Part 1: Printing a generic Star Chart

  1. Set the date and time to the date and time specified by your GSI (check the chalkboard!), or to 10 PM tonight. Stop the time flow.
  2. Set your field of view (zoom) to 180º and look to the zenith.
  3. Click the options tab to bring up all the display options.
  4. Click "Local Horizon" under the local View section to change the horizon. The flat horizon gives the best (but least realistic) view.
  5. Since solar system objects constantly move, and we're trying to do a generic star chart (usable any year at this time), uncheck all the objects under the Solar System section.
  6. Click on "Glob...strs" (that's globular clusters) under the Stars section. Click the checkbox next to "Constrain". double click in the Dimmer (magnitude) box and change the number to 8. Repeat for "Star...sters" (open star clusters). These are nice binocular objects. Make sure the checkbox next to each is actually checked when you are done. If this adds too many objects, you can change the constraints. 3 or 4 is a good limiting magnitude for open clusters (and limits you to clusters you can see naked eye)
  7. Under "Stars", click on "Limit by Magnitude" to bring up the Limit by magnitude dialogue box.

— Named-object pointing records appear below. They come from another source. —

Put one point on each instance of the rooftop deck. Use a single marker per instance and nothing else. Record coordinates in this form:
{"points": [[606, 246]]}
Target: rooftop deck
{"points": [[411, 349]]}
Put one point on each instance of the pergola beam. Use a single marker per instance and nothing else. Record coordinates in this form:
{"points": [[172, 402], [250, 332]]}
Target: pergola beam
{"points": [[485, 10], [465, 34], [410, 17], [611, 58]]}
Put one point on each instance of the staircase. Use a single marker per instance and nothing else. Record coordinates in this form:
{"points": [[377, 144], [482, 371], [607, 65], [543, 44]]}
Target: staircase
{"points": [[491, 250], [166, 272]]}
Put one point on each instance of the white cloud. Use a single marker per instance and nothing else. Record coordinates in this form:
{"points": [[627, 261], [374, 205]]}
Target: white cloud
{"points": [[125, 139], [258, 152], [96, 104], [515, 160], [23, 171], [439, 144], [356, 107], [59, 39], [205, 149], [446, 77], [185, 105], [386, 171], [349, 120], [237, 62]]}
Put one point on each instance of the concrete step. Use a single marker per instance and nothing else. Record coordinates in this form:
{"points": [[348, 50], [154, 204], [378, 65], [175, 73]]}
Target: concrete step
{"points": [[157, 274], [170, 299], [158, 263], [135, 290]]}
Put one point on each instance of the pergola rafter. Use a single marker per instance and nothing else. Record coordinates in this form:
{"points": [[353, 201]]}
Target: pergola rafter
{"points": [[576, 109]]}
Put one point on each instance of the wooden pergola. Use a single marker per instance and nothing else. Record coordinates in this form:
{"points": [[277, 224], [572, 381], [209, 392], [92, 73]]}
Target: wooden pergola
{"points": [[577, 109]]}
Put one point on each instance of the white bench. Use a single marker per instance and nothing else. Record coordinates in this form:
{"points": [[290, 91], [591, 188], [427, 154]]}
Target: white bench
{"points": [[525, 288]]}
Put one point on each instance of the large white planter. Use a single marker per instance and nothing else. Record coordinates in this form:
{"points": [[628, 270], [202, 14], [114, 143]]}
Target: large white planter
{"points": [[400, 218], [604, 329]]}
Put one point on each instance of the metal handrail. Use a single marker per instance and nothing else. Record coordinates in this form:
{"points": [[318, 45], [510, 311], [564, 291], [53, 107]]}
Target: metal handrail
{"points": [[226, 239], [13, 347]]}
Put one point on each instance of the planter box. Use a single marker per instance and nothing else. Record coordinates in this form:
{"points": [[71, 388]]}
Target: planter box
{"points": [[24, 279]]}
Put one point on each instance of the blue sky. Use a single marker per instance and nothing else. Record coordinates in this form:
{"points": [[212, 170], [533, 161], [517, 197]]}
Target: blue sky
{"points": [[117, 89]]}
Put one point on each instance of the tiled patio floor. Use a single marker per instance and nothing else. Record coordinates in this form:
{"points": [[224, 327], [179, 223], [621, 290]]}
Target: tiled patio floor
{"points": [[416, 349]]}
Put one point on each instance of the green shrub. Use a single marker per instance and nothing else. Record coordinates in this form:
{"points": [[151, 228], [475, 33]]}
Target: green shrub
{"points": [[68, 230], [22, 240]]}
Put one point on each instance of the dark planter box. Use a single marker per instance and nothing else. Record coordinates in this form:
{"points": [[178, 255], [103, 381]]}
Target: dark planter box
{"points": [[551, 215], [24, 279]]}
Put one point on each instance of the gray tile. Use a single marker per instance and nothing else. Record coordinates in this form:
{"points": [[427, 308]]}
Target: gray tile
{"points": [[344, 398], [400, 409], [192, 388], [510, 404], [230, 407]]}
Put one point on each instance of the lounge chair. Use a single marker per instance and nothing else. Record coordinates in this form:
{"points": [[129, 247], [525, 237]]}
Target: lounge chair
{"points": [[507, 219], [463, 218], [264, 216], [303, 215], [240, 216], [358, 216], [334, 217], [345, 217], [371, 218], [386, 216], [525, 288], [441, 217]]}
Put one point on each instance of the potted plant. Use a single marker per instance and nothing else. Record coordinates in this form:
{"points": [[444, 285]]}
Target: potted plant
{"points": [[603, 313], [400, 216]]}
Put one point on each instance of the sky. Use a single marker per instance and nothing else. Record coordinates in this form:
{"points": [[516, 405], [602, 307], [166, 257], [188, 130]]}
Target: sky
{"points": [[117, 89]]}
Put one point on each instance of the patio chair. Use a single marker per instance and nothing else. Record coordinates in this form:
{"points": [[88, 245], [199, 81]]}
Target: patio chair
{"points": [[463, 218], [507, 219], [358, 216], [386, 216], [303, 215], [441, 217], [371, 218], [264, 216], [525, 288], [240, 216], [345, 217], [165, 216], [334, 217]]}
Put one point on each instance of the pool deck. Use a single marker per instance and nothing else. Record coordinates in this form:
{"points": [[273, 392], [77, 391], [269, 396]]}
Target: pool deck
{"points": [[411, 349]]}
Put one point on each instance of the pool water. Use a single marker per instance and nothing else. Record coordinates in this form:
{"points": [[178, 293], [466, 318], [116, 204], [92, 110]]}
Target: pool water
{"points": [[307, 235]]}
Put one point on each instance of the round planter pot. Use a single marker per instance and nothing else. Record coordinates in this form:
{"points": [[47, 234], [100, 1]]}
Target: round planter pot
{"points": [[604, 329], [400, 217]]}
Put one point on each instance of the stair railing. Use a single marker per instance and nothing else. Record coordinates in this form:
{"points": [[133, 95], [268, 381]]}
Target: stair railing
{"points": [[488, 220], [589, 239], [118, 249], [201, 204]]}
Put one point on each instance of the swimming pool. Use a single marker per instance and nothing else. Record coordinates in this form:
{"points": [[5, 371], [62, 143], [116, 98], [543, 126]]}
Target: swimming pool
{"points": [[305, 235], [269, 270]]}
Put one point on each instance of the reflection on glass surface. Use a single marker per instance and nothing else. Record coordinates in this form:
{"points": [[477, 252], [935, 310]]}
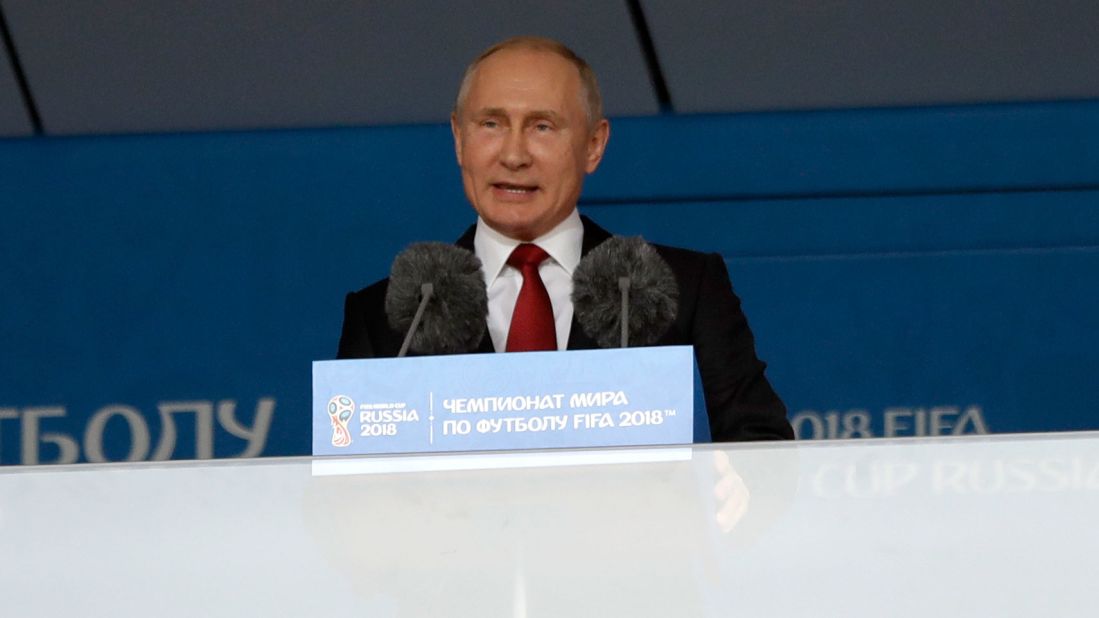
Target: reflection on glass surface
{"points": [[962, 527]]}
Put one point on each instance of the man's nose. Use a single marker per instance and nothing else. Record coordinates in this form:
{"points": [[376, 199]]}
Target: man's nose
{"points": [[515, 154]]}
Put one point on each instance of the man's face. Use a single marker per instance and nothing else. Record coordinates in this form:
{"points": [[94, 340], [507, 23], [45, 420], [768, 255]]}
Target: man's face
{"points": [[524, 143]]}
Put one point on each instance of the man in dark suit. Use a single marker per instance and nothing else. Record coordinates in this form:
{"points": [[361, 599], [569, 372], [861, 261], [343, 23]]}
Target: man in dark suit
{"points": [[528, 128]]}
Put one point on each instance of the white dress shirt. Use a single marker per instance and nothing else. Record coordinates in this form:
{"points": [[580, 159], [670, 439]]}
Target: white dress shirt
{"points": [[503, 282]]}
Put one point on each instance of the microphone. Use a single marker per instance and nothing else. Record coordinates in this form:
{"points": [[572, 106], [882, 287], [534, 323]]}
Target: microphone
{"points": [[624, 293], [436, 296]]}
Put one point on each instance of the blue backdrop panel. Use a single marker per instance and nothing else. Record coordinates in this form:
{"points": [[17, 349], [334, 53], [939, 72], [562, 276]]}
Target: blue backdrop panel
{"points": [[905, 260]]}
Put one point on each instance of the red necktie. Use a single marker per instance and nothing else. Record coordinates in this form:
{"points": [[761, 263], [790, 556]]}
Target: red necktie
{"points": [[532, 324]]}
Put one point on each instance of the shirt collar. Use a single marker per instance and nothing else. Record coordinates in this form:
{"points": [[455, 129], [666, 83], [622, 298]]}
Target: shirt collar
{"points": [[563, 244]]}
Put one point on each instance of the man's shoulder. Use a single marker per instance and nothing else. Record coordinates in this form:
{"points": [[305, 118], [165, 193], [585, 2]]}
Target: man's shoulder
{"points": [[377, 289], [687, 262]]}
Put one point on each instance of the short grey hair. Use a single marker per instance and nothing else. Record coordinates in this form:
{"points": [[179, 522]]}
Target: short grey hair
{"points": [[591, 98]]}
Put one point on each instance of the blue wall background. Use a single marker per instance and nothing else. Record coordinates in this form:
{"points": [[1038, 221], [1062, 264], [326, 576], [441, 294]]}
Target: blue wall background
{"points": [[906, 272]]}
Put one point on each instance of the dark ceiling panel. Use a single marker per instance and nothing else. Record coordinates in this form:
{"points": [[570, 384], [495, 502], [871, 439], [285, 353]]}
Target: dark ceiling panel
{"points": [[140, 66], [763, 55], [14, 121]]}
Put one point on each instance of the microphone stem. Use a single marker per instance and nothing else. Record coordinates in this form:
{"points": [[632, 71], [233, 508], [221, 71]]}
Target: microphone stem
{"points": [[624, 286], [425, 291]]}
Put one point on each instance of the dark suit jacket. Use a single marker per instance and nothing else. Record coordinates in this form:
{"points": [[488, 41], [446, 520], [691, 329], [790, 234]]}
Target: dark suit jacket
{"points": [[739, 399]]}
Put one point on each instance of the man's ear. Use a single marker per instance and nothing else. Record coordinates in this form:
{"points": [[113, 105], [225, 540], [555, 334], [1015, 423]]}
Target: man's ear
{"points": [[597, 144], [456, 131]]}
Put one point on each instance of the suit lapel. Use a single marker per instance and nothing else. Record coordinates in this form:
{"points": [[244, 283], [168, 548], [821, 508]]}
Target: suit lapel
{"points": [[594, 235]]}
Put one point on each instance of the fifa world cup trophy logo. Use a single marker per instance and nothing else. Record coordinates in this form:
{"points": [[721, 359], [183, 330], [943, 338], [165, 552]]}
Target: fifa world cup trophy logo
{"points": [[341, 408]]}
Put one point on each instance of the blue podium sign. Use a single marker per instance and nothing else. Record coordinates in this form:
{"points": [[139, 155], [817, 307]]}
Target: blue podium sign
{"points": [[637, 396]]}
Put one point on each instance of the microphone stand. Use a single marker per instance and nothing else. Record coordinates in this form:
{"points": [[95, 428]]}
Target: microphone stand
{"points": [[425, 291]]}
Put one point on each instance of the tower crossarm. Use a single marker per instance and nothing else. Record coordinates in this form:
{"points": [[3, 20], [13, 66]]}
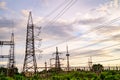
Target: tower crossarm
{"points": [[6, 43]]}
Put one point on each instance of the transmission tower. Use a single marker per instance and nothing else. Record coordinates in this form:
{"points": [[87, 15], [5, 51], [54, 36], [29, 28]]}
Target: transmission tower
{"points": [[68, 66], [11, 64], [11, 57], [57, 59], [30, 65], [90, 63]]}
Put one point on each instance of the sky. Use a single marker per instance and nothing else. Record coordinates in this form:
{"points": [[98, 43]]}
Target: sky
{"points": [[90, 28]]}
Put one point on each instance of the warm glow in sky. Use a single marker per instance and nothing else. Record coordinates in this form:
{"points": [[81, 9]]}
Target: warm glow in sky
{"points": [[89, 27]]}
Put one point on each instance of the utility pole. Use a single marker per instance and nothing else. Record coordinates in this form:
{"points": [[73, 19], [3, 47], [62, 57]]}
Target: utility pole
{"points": [[46, 66], [68, 66], [11, 57], [30, 65], [90, 63], [11, 64]]}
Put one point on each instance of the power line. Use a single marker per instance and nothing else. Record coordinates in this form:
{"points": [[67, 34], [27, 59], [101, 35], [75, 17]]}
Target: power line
{"points": [[99, 49], [103, 61], [94, 29]]}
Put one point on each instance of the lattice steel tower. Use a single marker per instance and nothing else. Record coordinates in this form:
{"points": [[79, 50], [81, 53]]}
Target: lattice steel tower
{"points": [[30, 65], [11, 64]]}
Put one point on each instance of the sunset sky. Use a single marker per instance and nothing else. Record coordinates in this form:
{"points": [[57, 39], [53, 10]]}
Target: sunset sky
{"points": [[90, 28]]}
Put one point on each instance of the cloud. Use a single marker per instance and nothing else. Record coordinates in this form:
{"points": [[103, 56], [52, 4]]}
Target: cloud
{"points": [[92, 21], [58, 30], [3, 5]]}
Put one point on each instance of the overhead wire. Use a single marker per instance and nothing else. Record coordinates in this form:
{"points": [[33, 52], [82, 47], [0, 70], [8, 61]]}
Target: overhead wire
{"points": [[80, 35]]}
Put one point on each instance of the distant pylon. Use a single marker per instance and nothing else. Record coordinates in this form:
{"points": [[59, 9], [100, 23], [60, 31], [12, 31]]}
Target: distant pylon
{"points": [[11, 64], [57, 60], [90, 63], [30, 65], [68, 66]]}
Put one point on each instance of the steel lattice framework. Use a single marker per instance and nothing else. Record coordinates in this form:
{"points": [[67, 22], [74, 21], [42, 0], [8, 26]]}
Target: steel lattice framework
{"points": [[30, 65], [11, 57]]}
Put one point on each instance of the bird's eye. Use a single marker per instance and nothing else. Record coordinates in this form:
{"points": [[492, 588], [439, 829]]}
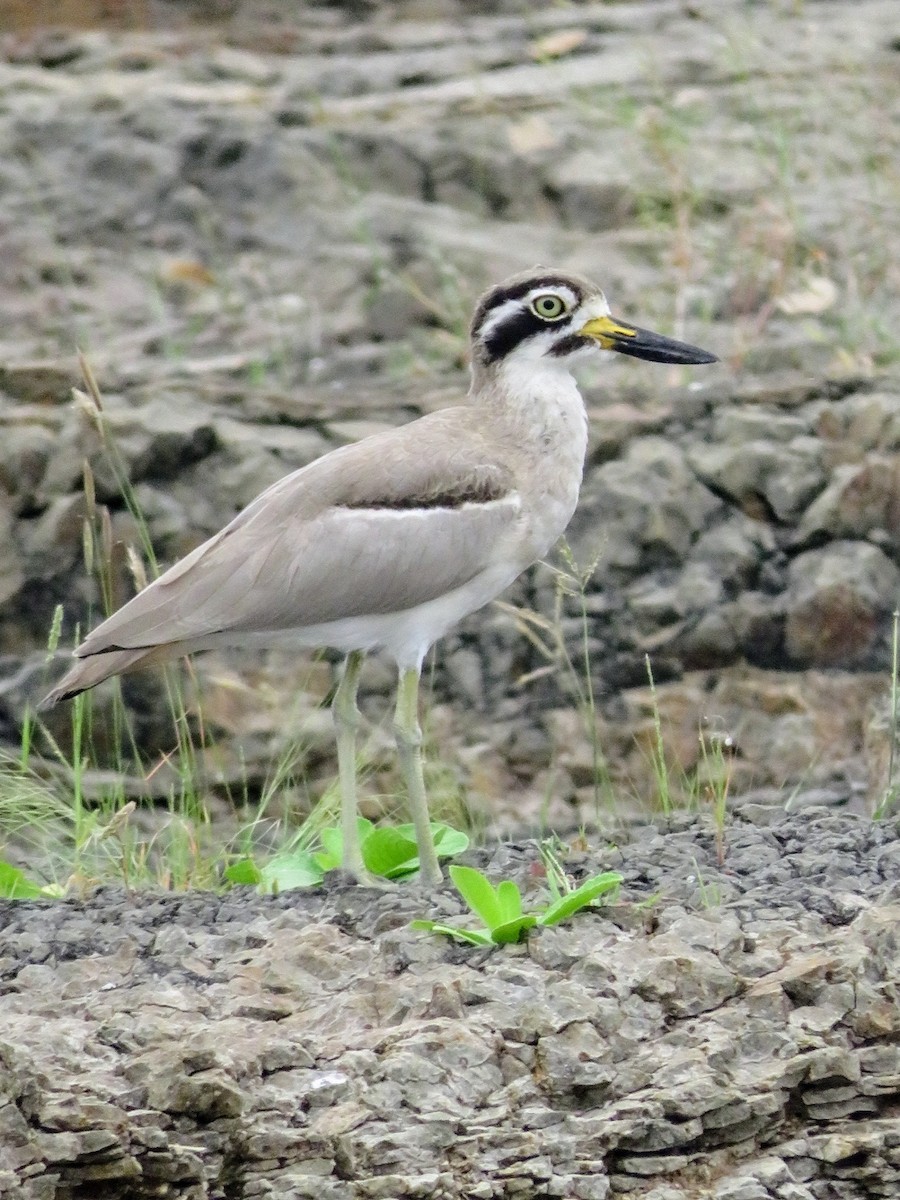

This time, set the DImmer (magnitude) to 4 (this will get rid of the dimmer stars that can clutter up the star chart).
  8. Under the Deep space section, uncheck everything except the Messier objects. This will cut down on the clutter again.
  9. Generally, it's easier to read the star chart if you don't have any of the things under the constellations turned on. However, the stick figures can be useful. CLick on "Stick Figu......" to bring up the stick figures dialogue box. Try the different stick figures to see if you like any of them. It may be handy to ultimately print two charts, one with the stick figures and one without.
  10. Click the Options tab to collapse the Options pane.
  11. Under the Options Menu select "White Sky"
  12. To print, go to File -> Print. Under Print Settings, select "Use current settings", and make sure you are doing 1 Pane. The legend is the date time and location info for the star chart, and is up to you if you want to include it. Click OK
  13. You can preview it before sending it by clicking the Preview button.

Part 2: Finding Events and Planning an Observation

  1. Go to File -> New or press command+N on the keyboard to open a new document.
  2. Click the events tab to expand it.
  3. Make sure the Start Date is set to today. Change the End date to the last day of classes.
  4. From the drop down "Show" list, choose "Visible During Darkness"
  5. Click the Find Events button.
  6. If the list is too long, you can de-select some types of events using the Event Filters section at the bottom of the Events pane. For example, you may want to turn off the Jovian Moon Events because you have to observe those with a reasonably good telescope, or you may have a calendar that shows you the Moon phases so you don't need a special list for them. You will need to click the Find Events button again to refresh the list.
  7. Choose an event that looks interesting by clicking on it in the list.
  8. Check the "Start Time (Local)" in the Event Info section to see what time the event takes place.
  9. Click the "View Event" button in the Event Info section to have Starry Night show you a simulation of the event. This will not only show you what the event is, it can also help you determine whether or not the event will actually be visible from your location.